News and Opinion from Sisters, Oregon
If you were a fifth-generation Oregonian whose great-great-grandfather landed at Lake Disappointment on the Oregon coast, you might feel compelled to walk in Lewis and Clark's footsteps and create a painted pictorial of the land they saw on their journey.
That's the story of Katy Grant Hanson.
She grew up in the Portland area, a perfect backdrop for the knowledge that fills her book, "A Painter's View - Lewis and Clark in Western Oregon and Washington."
Of the 70 paintings in her book published in 2005, most were painted between 2001 and 2004. It was fun, Hanson said, to travel in Lewis and Clark's footsteps and enjoy the trips, guided tours and time outdoors with her husband.
She even attended Lewis & Clark College for a year but then quit when she realized all she wanted to do was marry her husband Carl.
Painting the scenes as they appear today, Hanson points out that the Great Falls of the Columbia of 200 years ago are now gone since the building of The Dalles Dam. Fishing, too, has changed since the construction of the dam. Not all changes to the landmasses have been man made. Several have been the result of erosion, landslides and volcanoes. With paintings such as "Where the Great Shute is No More," we are reminded of a yesterday we can never hope to see again.
Quotes from Lewis and Clark's journals accompany the paintings, along with Hanson's added details about their journey. Lewis and Clark traveled the trails once on their initial discovery, traveling west in the fall of 1805 and again returning east in the spring of 1806. Their comments reveal details about the landscape at two very different times of year.
Hanson provides us a mapped route so we, too, can follow in the footsteps of Lewis and Clark, experiencing the struggle and thrill of Sacagawea as reported by Clark in the winter in 1806 climbing 1,000 to 1,200 feet straight up the mountain with her baby so she could see the "Ocian" and the big fish.
Katy Grant Hanson is not only an artist on canvas; she also creates handblown glass with her husband Carl.

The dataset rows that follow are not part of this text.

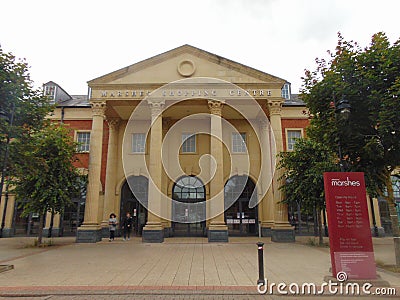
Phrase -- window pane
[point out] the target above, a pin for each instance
(286, 91)
(188, 143)
(83, 140)
(292, 135)
(239, 142)
(138, 143)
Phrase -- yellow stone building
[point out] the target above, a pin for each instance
(186, 141)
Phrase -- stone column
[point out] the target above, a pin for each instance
(90, 231)
(282, 231)
(217, 231)
(153, 232)
(111, 174)
(266, 174)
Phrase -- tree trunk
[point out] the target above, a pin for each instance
(40, 231)
(394, 219)
(320, 234)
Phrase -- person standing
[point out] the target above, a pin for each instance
(127, 226)
(112, 222)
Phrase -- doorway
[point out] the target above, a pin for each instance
(134, 195)
(189, 207)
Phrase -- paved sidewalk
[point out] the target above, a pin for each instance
(177, 266)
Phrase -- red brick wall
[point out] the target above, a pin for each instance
(293, 123)
(83, 158)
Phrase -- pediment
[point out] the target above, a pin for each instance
(185, 62)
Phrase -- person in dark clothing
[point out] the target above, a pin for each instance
(127, 226)
(112, 222)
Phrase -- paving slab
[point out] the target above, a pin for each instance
(178, 264)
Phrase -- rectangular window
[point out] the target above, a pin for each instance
(83, 140)
(286, 91)
(188, 143)
(292, 135)
(138, 143)
(239, 142)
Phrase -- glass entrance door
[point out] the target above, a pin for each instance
(188, 207)
(134, 200)
(239, 217)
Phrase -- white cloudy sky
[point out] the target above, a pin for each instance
(71, 42)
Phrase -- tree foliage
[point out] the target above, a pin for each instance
(303, 170)
(369, 79)
(44, 176)
(17, 93)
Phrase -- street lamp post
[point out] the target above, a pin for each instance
(10, 120)
(343, 109)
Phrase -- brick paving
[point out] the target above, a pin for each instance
(185, 268)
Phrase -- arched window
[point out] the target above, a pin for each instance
(189, 189)
(238, 187)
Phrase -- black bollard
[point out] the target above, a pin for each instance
(261, 278)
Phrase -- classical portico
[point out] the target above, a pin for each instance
(116, 95)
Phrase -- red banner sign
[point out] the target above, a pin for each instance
(348, 223)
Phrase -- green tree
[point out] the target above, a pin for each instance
(45, 179)
(303, 170)
(18, 96)
(369, 78)
(22, 110)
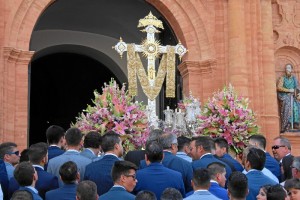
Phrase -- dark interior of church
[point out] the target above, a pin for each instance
(61, 86)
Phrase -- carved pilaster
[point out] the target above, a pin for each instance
(197, 77)
(14, 98)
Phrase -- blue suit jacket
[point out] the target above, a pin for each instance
(272, 165)
(55, 163)
(53, 151)
(206, 160)
(44, 183)
(66, 192)
(156, 178)
(203, 195)
(218, 191)
(256, 179)
(178, 164)
(100, 173)
(3, 179)
(236, 164)
(35, 196)
(117, 193)
(88, 154)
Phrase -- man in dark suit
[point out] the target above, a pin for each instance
(86, 190)
(38, 157)
(218, 180)
(70, 176)
(201, 183)
(56, 140)
(156, 178)
(237, 186)
(271, 164)
(254, 161)
(169, 143)
(26, 176)
(282, 153)
(136, 156)
(222, 147)
(91, 144)
(100, 170)
(124, 176)
(201, 153)
(74, 143)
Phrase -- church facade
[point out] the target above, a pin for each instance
(245, 43)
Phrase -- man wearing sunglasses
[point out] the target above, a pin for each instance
(282, 153)
(10, 154)
(124, 177)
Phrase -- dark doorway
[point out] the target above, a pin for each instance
(61, 86)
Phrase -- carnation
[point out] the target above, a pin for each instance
(227, 115)
(115, 110)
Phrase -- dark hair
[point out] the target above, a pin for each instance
(92, 140)
(238, 184)
(68, 172)
(292, 183)
(145, 195)
(201, 178)
(154, 135)
(256, 158)
(24, 173)
(259, 139)
(222, 143)
(284, 141)
(73, 136)
(203, 141)
(6, 147)
(22, 195)
(171, 194)
(37, 152)
(215, 168)
(121, 168)
(183, 141)
(109, 140)
(54, 133)
(86, 190)
(24, 155)
(276, 192)
(166, 140)
(154, 151)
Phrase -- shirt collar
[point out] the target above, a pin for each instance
(111, 154)
(205, 155)
(32, 188)
(39, 166)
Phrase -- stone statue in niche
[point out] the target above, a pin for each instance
(289, 97)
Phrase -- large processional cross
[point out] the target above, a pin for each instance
(151, 49)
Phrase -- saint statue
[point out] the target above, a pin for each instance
(287, 88)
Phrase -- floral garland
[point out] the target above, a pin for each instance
(226, 115)
(114, 110)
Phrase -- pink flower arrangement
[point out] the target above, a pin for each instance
(227, 115)
(114, 110)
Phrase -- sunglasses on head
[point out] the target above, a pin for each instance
(16, 153)
(277, 146)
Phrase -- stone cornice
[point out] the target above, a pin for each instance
(200, 67)
(12, 54)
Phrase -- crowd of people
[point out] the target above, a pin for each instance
(91, 167)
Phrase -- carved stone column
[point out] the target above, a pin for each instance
(14, 125)
(270, 116)
(237, 69)
(197, 77)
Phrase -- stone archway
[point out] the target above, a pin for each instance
(16, 57)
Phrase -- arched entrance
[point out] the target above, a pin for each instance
(73, 57)
(61, 88)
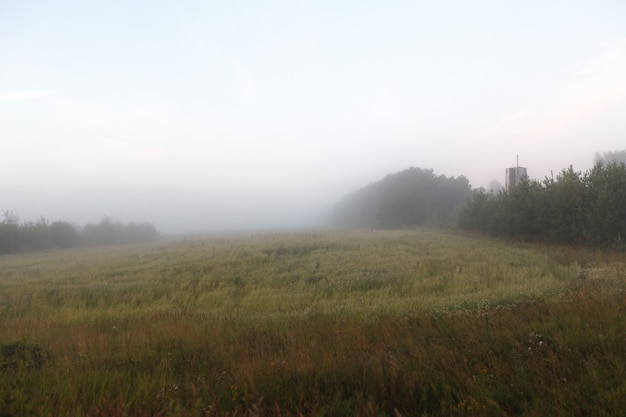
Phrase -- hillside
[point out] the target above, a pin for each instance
(413, 197)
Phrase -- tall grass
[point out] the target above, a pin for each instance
(370, 323)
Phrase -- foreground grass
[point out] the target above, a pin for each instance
(415, 322)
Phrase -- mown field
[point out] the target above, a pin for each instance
(411, 323)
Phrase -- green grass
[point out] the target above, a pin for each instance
(359, 323)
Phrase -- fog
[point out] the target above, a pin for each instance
(237, 115)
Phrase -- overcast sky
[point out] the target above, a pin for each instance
(201, 115)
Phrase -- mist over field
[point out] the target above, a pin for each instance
(246, 115)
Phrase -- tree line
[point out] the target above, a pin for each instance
(413, 197)
(573, 208)
(16, 236)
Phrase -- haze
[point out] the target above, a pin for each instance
(216, 115)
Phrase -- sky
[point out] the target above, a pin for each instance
(217, 115)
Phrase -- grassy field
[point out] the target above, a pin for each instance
(411, 323)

Having just celebrated their 50-year anniversary on April 20, they started working with glass so they would have art projects in common. Hanson even has thoughts of turning her paintings into glass. It's a two- or three-layer process, Hanson explained, and firing can take over 16 hours.
She would like to do an instructional art book and a book on other areas of her artwork. Hanson creates some of her paintings from photographs but feels her best works are those she has painted at the site. They have more feeling, and she can better portray movement when she is actually there while painting.
Hanson is a member of Plein-Air Painters of Oregon (P.A.P.O.), a group of artists who visit sites and, as the name suggests, paint outdoors.
Look for Hanson and her husband Carl as they walk the many trails around Camp Sherman. Her book can be found at Paulina Springs Books in Sisters.